Seshat:

     Seshat  Seshat:* An innovative tool to handle somatic and germline TP53 variants.

Users can test a single variant on this page or perform a batch analysis using txt file as well as VCF or MAF file generated by NGS.

Seshat performs the following tasks:
Quality checks mutation nomenclature.
Generates a full description of each variant formatted according to HGVS.
Generates publication-ready tables.
Assesses the pathogenicity of each variant according to either general prediction algorithms (Provean, Sift, Polyphen2, FATHMM, MutationAssessor and 7 other algorithms) or algorithms developed exclusively for TP53.
Displays functional and structural data for each TP53 variant.

Seshat works with both csv files and vcf or maf files generated by NGS. Input data using protein, cDNA or genomic information can be used.

Seshat is based on the UMD TP53 database; 2017 release: 80,000 mutations (6,000 TP53 variants).

 

* Seshat was the Ancient Egyptian goddess of wisdom, knowledge, and writing. Her name means she who is the scribe, which is in perfect harmony with the goal of this site.*

 

Seshat: Where ?

You can access Seshat via this link: beware that you will leave the TP53 web site to access Seshat

link to Seshat

Seshat: Why ?

Somatic mutations in the TP53 gene are one of the most frequent alterations in human cancers, and germline mutations are the underlying cause of Li-Fraumeni syndrome, which predisposes to a wide spectrum of early-onset cancers.

Accurate assessment of TP53 gene status in sporadic tumors and in the germline of individuals at high risk of cancer has important clinical implications for diagnosis, surveillance and therapy.
The most recent version of the National Comprehensive Cancer Network (NCCN) guidelines recommends TP53 mutations testing in individuals with onset of breast cancer before 31 years of age, either concurrently with BRCA1/2 testing or as a follow-up test after negative BRCA1/2 testing

(NCCN Guidelines Version 1.2017, https://www.nccn.org/professionals/)

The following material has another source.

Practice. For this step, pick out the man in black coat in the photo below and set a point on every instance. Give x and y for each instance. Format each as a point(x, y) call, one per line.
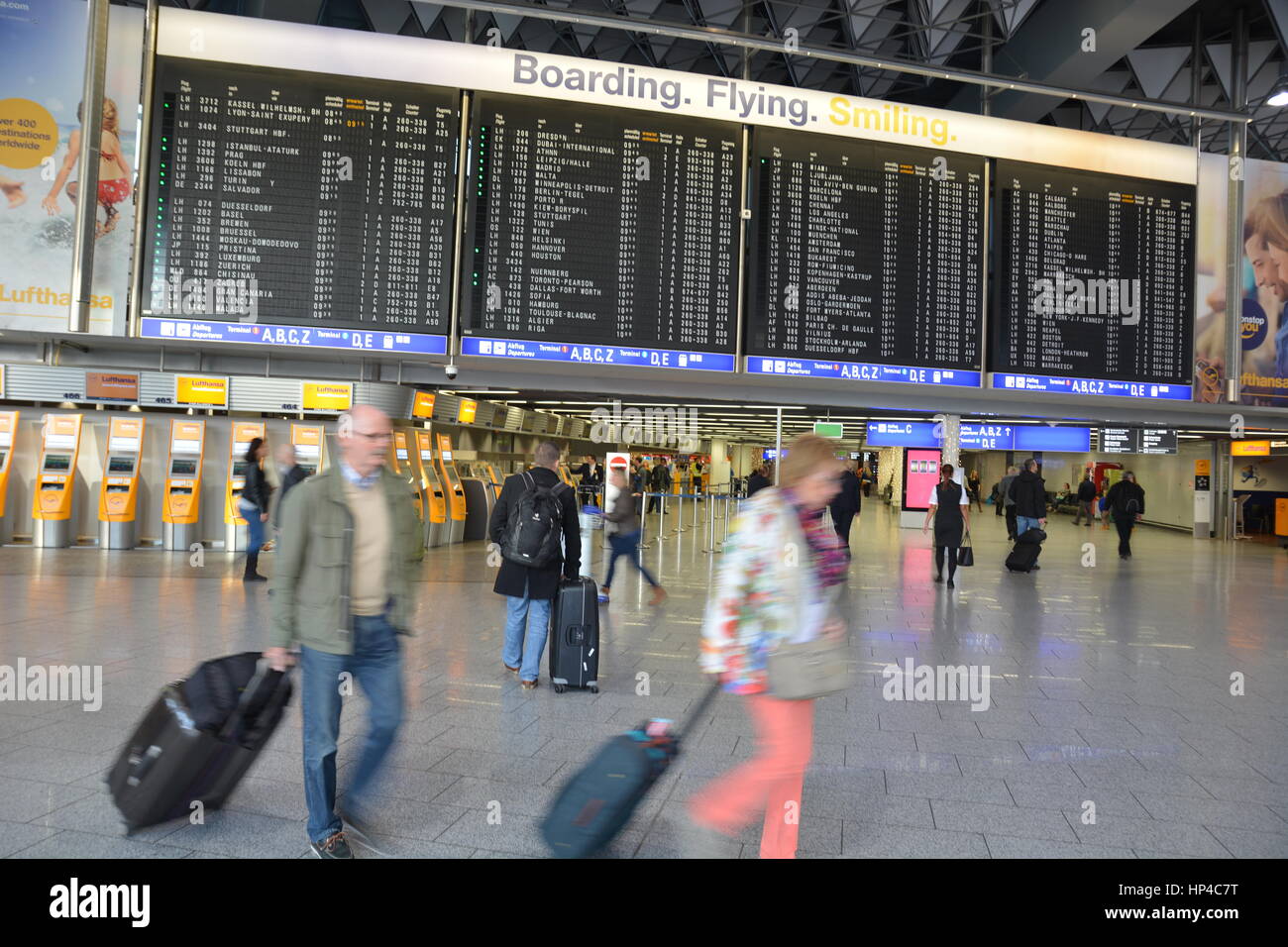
point(529, 590)
point(1127, 501)
point(845, 505)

Somatic TP53 mutation analysis is now widely used in clinical trials involving patient stratification based on TP53 status and in trials of novel drugs targeting either wild-type or mutant TP53 in order to activate a TP53 antitumor response. TP53 mutation screening is therefore rapidly becoming an integral part of many therapeutic or prevention strategies in clinical practice.
The complex architecture and expression pattern of the TP53 gene has only been recognized in recent years. TP53 mobilizes various mechanisms to transcribe at least eight different mRNA isoforms, which are generated by alternative splicing or alternative promoter usage. Collectively, these mRNAs have the potential to give rise to up to 12 different proteins, although the exact expression level, tissue distribution and biological function of each of these protein variants are poorly understood. This complex expression pattern implies that sequences located in TP53 introns and involved in the production of alternative forms of the protein may have a critical impact on overall biological functions of p53, and may therefore be important target regions for somatic or germline variants.
Bioinformatic pipelines currently associated with various NGS devices use different nomenclatures, algorithms and references to assess TP53 status, leading to heterogeneous outputs. For example, we have observed that variant chr17:g.7578406G>A (MN_000546.5_c.524G>A) can be randomly described as either p.R175H (using NP_000537.3 as a reference) or p.R43H (using NP_001119587.1 as a reference) in the same output. The fact that no reference is usually included results in the misleading conclusion that two different TP53 variants have been identified.
Another problem concerns the mutation nomenclature, which is not homogeneous among the various outputs and rarely follows the hgvs recommendations (http://varnomen.hgvs.org/), leading to the false impression that a given mutation is a novel mutation (Figure ). The 3' rule used for the description of mutations in repeated sequences is rarely followed.

 3 Rules

 

The 3' rule, a misapplied rule:

For all descriptions, the most 3' position possible of the reference sequence is arbitrarily assigned to have been changed.
The 3' rule also applies to changes in single residue stretches and tandem repeats (nucleotide or amino acid).
The 3' rule applies to ALL descriptions (genome, gene, transcript and protein) of a given variant.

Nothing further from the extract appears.